Les marchés cèdent à la panique
Les bourses mondiales ont fortement dévissé lundi en raison de la propagation de l’épidémie hors de Chine, notamment au Japon, en Corée du Sud, en Iran et en Italie. Mais il y a aussi des gagnants, comme l’or, valeur refuge par excellence
C'est le grand plongeon. Les touristes chinois se font rares, n'achètent plus de montres et autres produits de luxe. En Chine, les usines tournent à pas plus de 50% de leur capacité et les matières premières s'entassent. Pour ne rien arranger, le coronavirus se propage à l'internationale et frappe le Japon, la Corée du Sud, l'Iran et l'Italie. La directrice du Fonds monétaire international Kristalina Georgieva a prévenu dimanche que le virus, désormais une urgence sanitaire mondiale, pourrait mettre en péril la reprise de l'économie mondiale.
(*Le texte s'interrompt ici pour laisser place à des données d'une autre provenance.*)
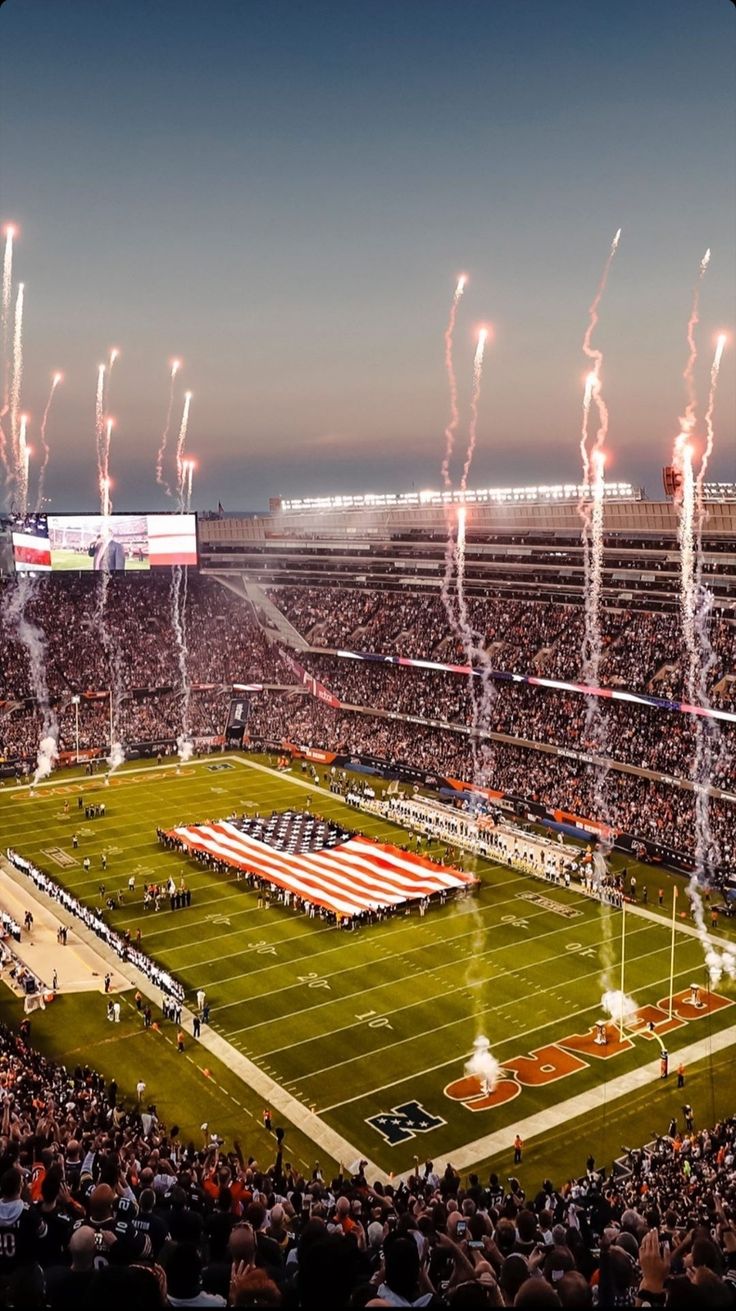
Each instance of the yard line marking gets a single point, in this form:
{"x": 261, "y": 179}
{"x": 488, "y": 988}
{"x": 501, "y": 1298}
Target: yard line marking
{"x": 362, "y": 991}
{"x": 490, "y": 1010}
{"x": 592, "y": 1100}
{"x": 516, "y": 1038}
{"x": 316, "y": 956}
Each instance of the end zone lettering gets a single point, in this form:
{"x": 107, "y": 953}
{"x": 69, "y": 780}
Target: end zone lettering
{"x": 566, "y": 1057}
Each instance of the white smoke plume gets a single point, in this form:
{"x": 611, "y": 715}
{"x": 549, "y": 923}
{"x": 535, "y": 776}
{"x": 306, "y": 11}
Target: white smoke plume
{"x": 34, "y": 643}
{"x": 619, "y": 1006}
{"x": 483, "y": 1065}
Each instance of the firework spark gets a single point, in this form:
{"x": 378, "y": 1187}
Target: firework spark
{"x": 593, "y": 379}
{"x": 5, "y": 337}
{"x": 592, "y": 536}
{"x": 16, "y": 379}
{"x": 474, "y": 404}
{"x": 709, "y": 417}
{"x": 162, "y": 451}
{"x": 24, "y": 464}
{"x": 57, "y": 378}
{"x": 100, "y": 420}
{"x": 180, "y": 442}
{"x": 105, "y": 481}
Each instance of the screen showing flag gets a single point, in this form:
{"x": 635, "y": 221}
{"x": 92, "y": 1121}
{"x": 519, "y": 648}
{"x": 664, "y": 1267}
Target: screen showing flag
{"x": 95, "y": 543}
{"x": 29, "y": 538}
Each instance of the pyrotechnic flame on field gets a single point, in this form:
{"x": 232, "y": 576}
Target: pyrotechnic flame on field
{"x": 483, "y": 1065}
{"x": 34, "y": 643}
{"x": 451, "y": 382}
{"x": 619, "y": 1006}
{"x": 5, "y": 338}
{"x": 55, "y": 380}
{"x": 162, "y": 451}
{"x": 591, "y": 508}
{"x": 180, "y": 442}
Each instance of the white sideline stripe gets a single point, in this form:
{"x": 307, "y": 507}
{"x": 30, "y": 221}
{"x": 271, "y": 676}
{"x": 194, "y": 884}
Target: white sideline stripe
{"x": 490, "y": 1010}
{"x": 463, "y": 1158}
{"x": 593, "y": 1100}
{"x": 266, "y": 1088}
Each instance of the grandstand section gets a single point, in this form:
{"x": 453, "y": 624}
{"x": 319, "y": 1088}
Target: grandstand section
{"x": 335, "y": 930}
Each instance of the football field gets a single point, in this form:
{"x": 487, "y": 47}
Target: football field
{"x": 371, "y": 1028}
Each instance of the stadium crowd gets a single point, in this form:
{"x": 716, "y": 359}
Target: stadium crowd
{"x": 522, "y": 637}
{"x": 102, "y": 1205}
{"x": 227, "y": 645}
{"x": 224, "y": 644}
{"x": 655, "y": 740}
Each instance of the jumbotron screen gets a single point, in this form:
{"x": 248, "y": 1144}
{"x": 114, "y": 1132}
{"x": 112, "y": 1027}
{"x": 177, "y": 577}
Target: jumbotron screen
{"x": 92, "y": 543}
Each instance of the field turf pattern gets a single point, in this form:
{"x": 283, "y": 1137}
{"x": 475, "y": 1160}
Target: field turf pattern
{"x": 354, "y": 1024}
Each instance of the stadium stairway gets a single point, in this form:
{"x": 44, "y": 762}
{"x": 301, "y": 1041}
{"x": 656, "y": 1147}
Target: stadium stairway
{"x": 276, "y": 624}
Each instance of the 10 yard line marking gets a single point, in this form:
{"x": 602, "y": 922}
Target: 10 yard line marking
{"x": 442, "y": 1065}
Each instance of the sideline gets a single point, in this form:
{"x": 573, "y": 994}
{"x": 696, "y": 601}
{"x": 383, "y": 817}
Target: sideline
{"x": 295, "y": 1111}
{"x": 266, "y": 1088}
{"x": 596, "y": 1099}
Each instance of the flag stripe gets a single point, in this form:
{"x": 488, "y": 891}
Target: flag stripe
{"x": 353, "y": 877}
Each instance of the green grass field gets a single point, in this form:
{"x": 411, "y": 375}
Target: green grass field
{"x": 357, "y": 1024}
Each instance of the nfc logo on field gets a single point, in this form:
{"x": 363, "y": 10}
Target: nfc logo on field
{"x": 403, "y": 1122}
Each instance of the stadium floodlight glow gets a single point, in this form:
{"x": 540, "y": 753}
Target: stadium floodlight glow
{"x": 539, "y": 494}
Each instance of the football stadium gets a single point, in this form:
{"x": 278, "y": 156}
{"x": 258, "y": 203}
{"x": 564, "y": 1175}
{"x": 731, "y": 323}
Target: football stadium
{"x": 368, "y": 656}
{"x": 277, "y": 911}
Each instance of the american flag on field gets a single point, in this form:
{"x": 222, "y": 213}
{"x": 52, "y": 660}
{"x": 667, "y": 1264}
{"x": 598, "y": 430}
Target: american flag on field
{"x": 349, "y": 879}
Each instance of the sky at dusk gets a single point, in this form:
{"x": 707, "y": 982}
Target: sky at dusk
{"x": 284, "y": 193}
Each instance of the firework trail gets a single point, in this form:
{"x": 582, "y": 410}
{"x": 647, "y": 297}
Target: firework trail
{"x": 180, "y": 441}
{"x": 688, "y": 420}
{"x": 34, "y": 643}
{"x": 114, "y": 355}
{"x": 594, "y": 355}
{"x": 162, "y": 451}
{"x": 100, "y": 421}
{"x": 449, "y": 445}
{"x": 451, "y": 382}
{"x": 457, "y": 608}
{"x": 474, "y": 403}
{"x": 710, "y": 430}
{"x": 179, "y": 591}
{"x": 24, "y": 464}
{"x": 5, "y": 337}
{"x": 592, "y": 514}
{"x": 695, "y": 612}
{"x": 16, "y": 382}
{"x": 45, "y": 452}
{"x": 104, "y": 434}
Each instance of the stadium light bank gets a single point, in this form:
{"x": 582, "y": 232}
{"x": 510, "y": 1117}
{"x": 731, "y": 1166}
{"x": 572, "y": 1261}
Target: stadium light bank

Il n'en fallait pas plus pour céder à la panique. C'est précisément ce qu'ont fait les bourses mondiales lundi. Alors que les places financières asiatiques ont terminé la séance de lundi en ordre dispersé, en Europe elles se sont affolées face à l'épidémie.
L’Italie, partenaire crucial
La bourse suisse a été affectée par sa proximité avec le nord de l'Italie où le coronavirus a fait six morts et infecté 160 personnes. L'économie suisse craint un frein aux échanges: l'Italie est son deuxième plus gros fournisseur, derrière l'Allemagne, et son troisième plus grand débouché en Europe, derrière l'Allemagne et la France. A ce stade, les liaisons routières et ferroviaires ne sont pas fermées. C'est justement l'Italie qui a pris la plus grande raclée lundi, la Bourse de Milan cédant 5,43%. En Europe, l'indice Euro Stoxx a cédé 4,01%. Les Etats-Unis ont également ouvert dans le rouge.
Aucun secteur n'a été épargné par l'embardée de lundi. Le transport aérien a payé un lourd tribut (Lufthansa -8,81%, EasyJet -10%). Il n'y a pas de répit non plus pour l'automobile dont la production est perturbée par le manque de composants fabriqués en Chine. Daimler a cédé 6,94%, Volkswagen 5,43% et BMW 4,76%. Les trois marques allemandes sont concernées faute de pouvoir écouler leur production, notamment sur le marché chinois.
Face à la panique des marchés, Sophie Chardon, stratège à la banque Lombard Odier à Genève, garde son calme. Elle rappelle qu'après la forte baisse de janvier les marchés avaient rebondi dans le sillage de bons résultats 2019 des entreprises et de l'accord Etats-Unis-Chine qui mettait fin à la guerre commerciale. «La nouvelle donne est que certaines entreprises ont des difficultés d'approvisionnement, ce qui pourrait péjorer les résultats pour le premier trimestre 2020, relève-t-elle. Mais notre scénario à moyen terme reste constructif. Nous sommes en face d'une épidémie saisonnière qui aura des répercussions fortes mais transitoires.» Selon elle, la réponse de Pékin en termes d'aides fiscales est à la hauteur de la crise: «A moyen terme, la reprise mondiale compensera les pertes de ce début d'année.»
«Beaucoup plus agressif»
Quand il y a des perdants, il y a aussi des gagnants: le dollar, le franc suisse et l'or, qui sont des valeurs refuges par excellence en cas d'incertitudes. Le prix du métal jaune s'approche de son cours record. En octobre 2012, il était monté à 1800 dollars l'once. Lundi, il valait 1673 dollars, grimpant de près de 80 dollars durant la semaine écoulée.
«Le coronavirus s'est avéré beaucoup plus agressif que toutes les anticipations, analyse Nitesh Shah, directeur de la recherche de WisdomTree, un fonds d'investissement basé à Londres. En début d'année, nous avions anticipé le cours de l'or à 1640 dollars l'once pour fin 2020, poursuit Nitesh Shah. C'était compter sans le coronavirus. A présent, nous estimons qu'il pourrait atteindre son plus haut historique, à 2000 dollars.»
Selon lui, outre l'épidémie, d'autres facteurs à risques le pousseront dans cette direction. Notamment une croissance terne en raison de la rupture de la chaîne de valeurs, la poursuite d'une politique d'assouplissement monétaire pour répondre à l'impact de l'épidémie et enfin la perspective de l'élection du candidat Bernie Sanders, qui se situe à l'aile gauche du Parti démocrate, à la présidence américaine en novembre 2020.